Should we allow the export of Easy Diffix' "combined view"? #130

fjab · 2021-08-26T14:16:34Z

fjab
Aug 26, 2021
Collaborator

I have a pretty strong opinion that we should allow the user to export the "Combined View", and not only the anonymised data.

Exporting the combined view is the only way the analyst can currently export information about the data quality in each of the rows. The .csv they get out isn't the end of their workflow – they have to get this data into somewhere and present or analyse it further. For this, knowing that a row has a 30% error is vital. Also if they want to present an analysis of the tool itself, they might want to get real and anonymised data out.

As far as I can tell, the only reason we don't want them to is because we don't trust them to understand that the combined view contains personal information (or allows to infer them). I think we should just make a big fat warning window when they export the combined view, and be done with it. Our users aren't babies, and keeping a very useful function from them seems wrong.

@yoid2000 mostly for you.

yoid2000 · 2021-08-26T15:00:06Z

yoid2000
Aug 26, 2021
Maintainer

I agree that we should not treat our trusted analysts as babies.

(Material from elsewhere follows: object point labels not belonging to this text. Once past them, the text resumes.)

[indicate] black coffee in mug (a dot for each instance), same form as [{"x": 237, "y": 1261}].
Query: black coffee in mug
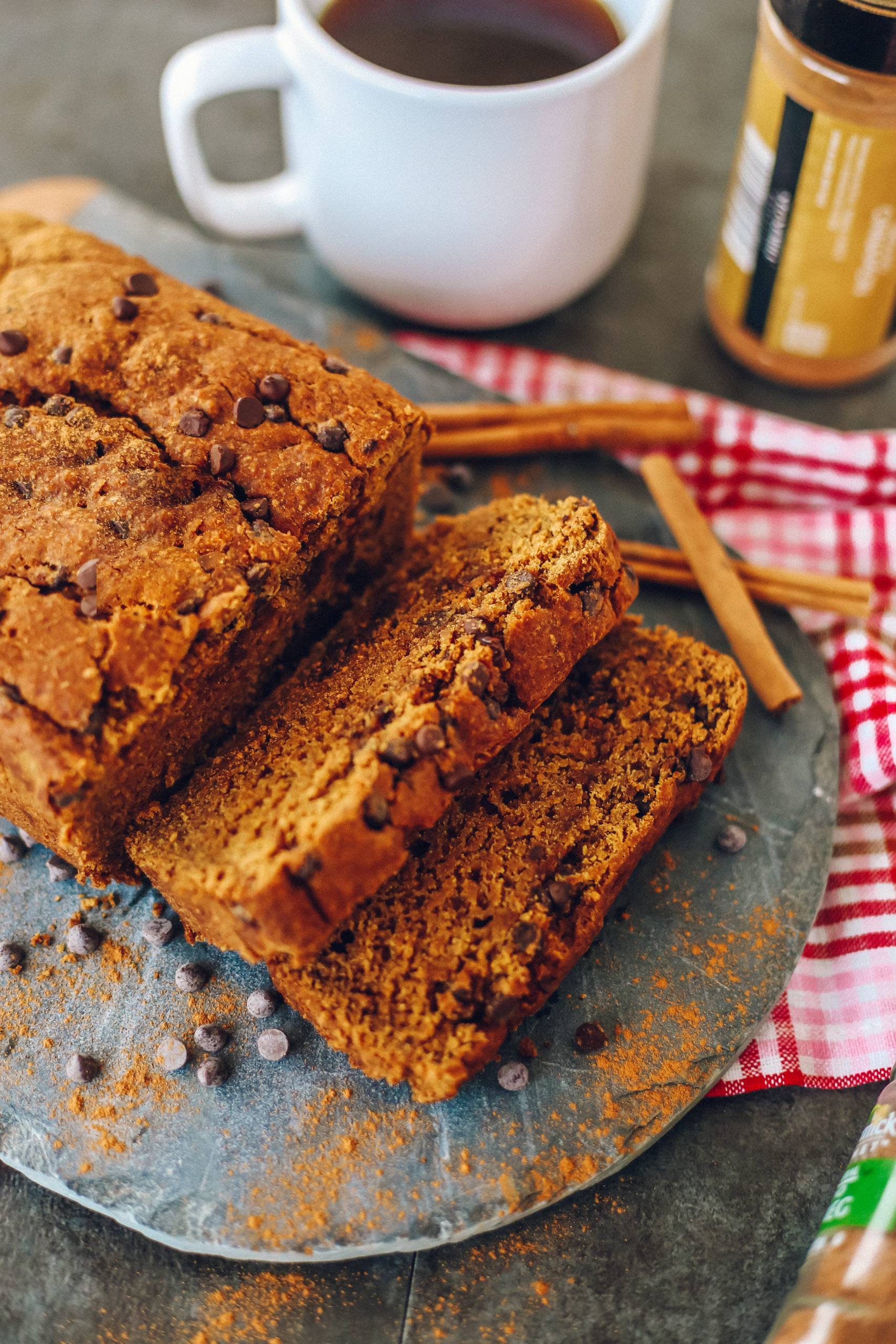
[{"x": 475, "y": 42}]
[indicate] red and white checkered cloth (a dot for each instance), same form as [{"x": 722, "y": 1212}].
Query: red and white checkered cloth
[{"x": 803, "y": 498}]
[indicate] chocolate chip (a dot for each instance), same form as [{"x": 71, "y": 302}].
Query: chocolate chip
[
  {"x": 477, "y": 678},
  {"x": 332, "y": 436},
  {"x": 273, "y": 1045},
  {"x": 398, "y": 753},
  {"x": 273, "y": 387},
  {"x": 590, "y": 1037},
  {"x": 13, "y": 848},
  {"x": 256, "y": 507},
  {"x": 82, "y": 940},
  {"x": 213, "y": 1073},
  {"x": 141, "y": 284},
  {"x": 13, "y": 343},
  {"x": 429, "y": 740},
  {"x": 191, "y": 978},
  {"x": 699, "y": 765},
  {"x": 262, "y": 1003},
  {"x": 376, "y": 812},
  {"x": 731, "y": 839},
  {"x": 11, "y": 954},
  {"x": 58, "y": 405},
  {"x": 124, "y": 310},
  {"x": 249, "y": 412},
  {"x": 513, "y": 1077},
  {"x": 81, "y": 1069},
  {"x": 171, "y": 1054},
  {"x": 212, "y": 1038},
  {"x": 220, "y": 460},
  {"x": 194, "y": 423},
  {"x": 453, "y": 779},
  {"x": 59, "y": 869},
  {"x": 157, "y": 932}
]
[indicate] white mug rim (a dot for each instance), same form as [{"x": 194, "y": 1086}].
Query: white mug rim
[{"x": 653, "y": 15}]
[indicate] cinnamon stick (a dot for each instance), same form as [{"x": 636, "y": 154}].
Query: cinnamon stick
[{"x": 722, "y": 586}]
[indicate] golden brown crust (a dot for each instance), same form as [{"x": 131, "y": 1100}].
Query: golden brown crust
[
  {"x": 313, "y": 805},
  {"x": 428, "y": 978}
]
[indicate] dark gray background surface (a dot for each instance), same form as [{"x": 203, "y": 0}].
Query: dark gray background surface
[{"x": 696, "y": 1242}]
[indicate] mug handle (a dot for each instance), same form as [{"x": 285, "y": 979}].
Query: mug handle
[{"x": 229, "y": 62}]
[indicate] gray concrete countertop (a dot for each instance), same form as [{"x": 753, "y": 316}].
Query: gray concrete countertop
[{"x": 698, "y": 1241}]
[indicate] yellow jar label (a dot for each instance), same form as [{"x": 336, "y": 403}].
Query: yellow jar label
[{"x": 806, "y": 260}]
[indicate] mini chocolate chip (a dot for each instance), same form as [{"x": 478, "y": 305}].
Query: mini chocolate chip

knowing that a row has a 30% error is vital

One way to present this is as the exact error. Another is to present it as a noise magnitude (as we can do now with Insights).

So the alternative would be to export the noise magnitude rather than the actual error. The noise magnitude could be exported as the standard deviation as we have been doing, or as the 95% probability upper and lower bound, which might be more intuitive for some. This is something that would be safe to pass on downstream to an untrusted party who needs to do further analysis and needs these noise magnitude numbers.

Even if we choose to export the exact error, literally exporting the combined view might also mean exporting suppressed values. The analyst may wish not to do this, which then leads to a design decision: do we simply not report suppressed rows, or do we give the analyst the choice to do so?

Keep in mind as well that we are presenting some information (number of suppressed rows, average and max distortion), which could as well be made available for export (though not neatly in a csv per se).

I'm sympathetic to your opinion here. However I think we should wait until we get some feedback from our users on this feature.

1 reply

fjab Aug 26, 2021
Collaborator Author

present it as a noise magnitude

Of course that would be preferable, and I assumed the reason for not having done that is that it's complicated(er).

Even if we choose to export the exact error, literally exporting the combined view might also mean exporting suppressed values. The analyst may wish not to do this, which then leads to a design decision: do we simply not report suppressed rows, or do we give the analyst the choice to do so?

I think the analyst can filter those out easily themselves afterwards.

Another option is that the analyst can choose to remove suppressed rows from the combined view (simple interface toggle).

I think we should wait until we get some feedback from our users on this feature.

Feedback is never wrong. But it really hit me before: Right now there is no way for the analyst to have any idea of the validity of a row. The best they can do is estimate that everything under, say, count 10 is bad and cut those off.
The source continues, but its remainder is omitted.